Hello there. This is Ruth Sanderson from Blue Pea POD, and in this podcast, I want to talk about being respected. As a leader, we can hope that our title will bring respect. Now, of course, we know that that isn’t true. Very few titles are fully respected. King, queen, but after that, it gets a bit thin, so we want to be respected, and of course, we want to demonstrate respect for others.

R.E.S.P.E.C.T – Give me a little

Now, you earn respect through your qualities, characteristics, through what you do and what you say, consistently.  Moreover, if I’m being pedantic here, it’s about the qualities, skills, knowledge, actions, and words you are perceived to do consistently because of course there’s how we would describe yourself, and then there’s how others experience us and describe us.  If someone is being professionally respectful, there are general culturally accepted basics that occur, and of course what we really want is for there to be a genuine respect for us, which of course only happens as people get to know us, and genuine respect is demonstrated by what people say about you when you’re not there.  Leaders desire for their team to be proactive, to come with solutions to problems, not just bring them the problem, to trust them.  Without real respect for you, that isn’t going to happen. Take the art of delegation.  It’s more than just a process.  The success of this is linked to the respect others have for you, the ability to make things happen, respect.

Firstly then, you can take time to review where you think you are regarding respect, so for example, whose respect do you have? How robust is this? What do people say about you? Whose respect have you yet to gain and why is it important to you?

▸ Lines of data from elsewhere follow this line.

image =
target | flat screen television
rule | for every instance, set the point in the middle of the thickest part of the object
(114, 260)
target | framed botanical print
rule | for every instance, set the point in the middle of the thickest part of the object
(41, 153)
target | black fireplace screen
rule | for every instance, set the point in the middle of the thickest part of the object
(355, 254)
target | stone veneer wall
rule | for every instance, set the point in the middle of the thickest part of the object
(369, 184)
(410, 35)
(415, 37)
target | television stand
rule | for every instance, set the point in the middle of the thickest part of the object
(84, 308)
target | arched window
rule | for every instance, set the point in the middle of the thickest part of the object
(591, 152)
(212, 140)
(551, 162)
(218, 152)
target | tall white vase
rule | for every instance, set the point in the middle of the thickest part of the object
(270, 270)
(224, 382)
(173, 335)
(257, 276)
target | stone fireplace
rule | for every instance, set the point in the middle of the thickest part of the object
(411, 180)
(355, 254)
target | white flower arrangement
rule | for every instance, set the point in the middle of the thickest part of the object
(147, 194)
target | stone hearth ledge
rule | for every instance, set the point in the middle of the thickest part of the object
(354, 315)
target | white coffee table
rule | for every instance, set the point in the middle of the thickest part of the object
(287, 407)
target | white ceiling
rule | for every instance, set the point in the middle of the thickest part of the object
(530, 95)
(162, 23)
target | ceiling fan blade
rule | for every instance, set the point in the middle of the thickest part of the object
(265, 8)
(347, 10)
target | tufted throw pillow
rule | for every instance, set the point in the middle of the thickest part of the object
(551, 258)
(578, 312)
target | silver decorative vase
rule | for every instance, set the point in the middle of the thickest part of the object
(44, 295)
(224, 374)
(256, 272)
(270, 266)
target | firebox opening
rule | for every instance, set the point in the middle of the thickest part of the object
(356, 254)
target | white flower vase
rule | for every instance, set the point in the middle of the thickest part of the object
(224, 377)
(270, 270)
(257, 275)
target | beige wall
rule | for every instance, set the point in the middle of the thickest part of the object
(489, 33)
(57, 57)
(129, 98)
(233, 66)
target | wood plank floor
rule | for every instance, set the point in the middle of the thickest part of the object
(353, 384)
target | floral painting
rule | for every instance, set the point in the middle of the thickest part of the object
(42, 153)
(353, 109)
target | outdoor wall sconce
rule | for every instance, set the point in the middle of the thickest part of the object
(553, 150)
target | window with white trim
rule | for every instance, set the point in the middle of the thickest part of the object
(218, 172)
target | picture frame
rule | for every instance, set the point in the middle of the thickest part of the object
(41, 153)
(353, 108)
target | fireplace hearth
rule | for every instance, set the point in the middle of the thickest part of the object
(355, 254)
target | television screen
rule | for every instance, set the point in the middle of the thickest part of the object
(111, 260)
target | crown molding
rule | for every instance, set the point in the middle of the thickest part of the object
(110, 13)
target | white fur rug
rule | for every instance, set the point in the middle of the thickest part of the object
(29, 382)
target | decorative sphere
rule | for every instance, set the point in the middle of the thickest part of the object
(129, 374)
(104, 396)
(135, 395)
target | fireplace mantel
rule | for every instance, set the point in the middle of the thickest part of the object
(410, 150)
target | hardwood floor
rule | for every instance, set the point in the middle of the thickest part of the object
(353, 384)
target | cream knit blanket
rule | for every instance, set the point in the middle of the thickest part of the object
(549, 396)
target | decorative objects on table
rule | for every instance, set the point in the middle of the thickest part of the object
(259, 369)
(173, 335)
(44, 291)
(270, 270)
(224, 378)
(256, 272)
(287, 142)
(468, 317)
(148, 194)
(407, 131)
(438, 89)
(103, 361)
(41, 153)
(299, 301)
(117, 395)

Now, a slight aside here, because I’ve coached people around respect, and on the odd occasion they’ve been discussing gaining the respect of somebody and what they’ve tried, etc, to get it to happen. When I ask this particular question, why is it important for you that this person respects you, sometimes the startling realisation is, it isn’t. Either it’s another person’s viewpoint or agenda, or the person has a 100% rule. “Everyone; I should have gained everyone’s respect.” My question is, do you have to respect everyone? As you view your level of respect, you can also ask yourself, “How do I know what I’ve written to be valid? What do people say about me when I’m not there? How consistent am I?”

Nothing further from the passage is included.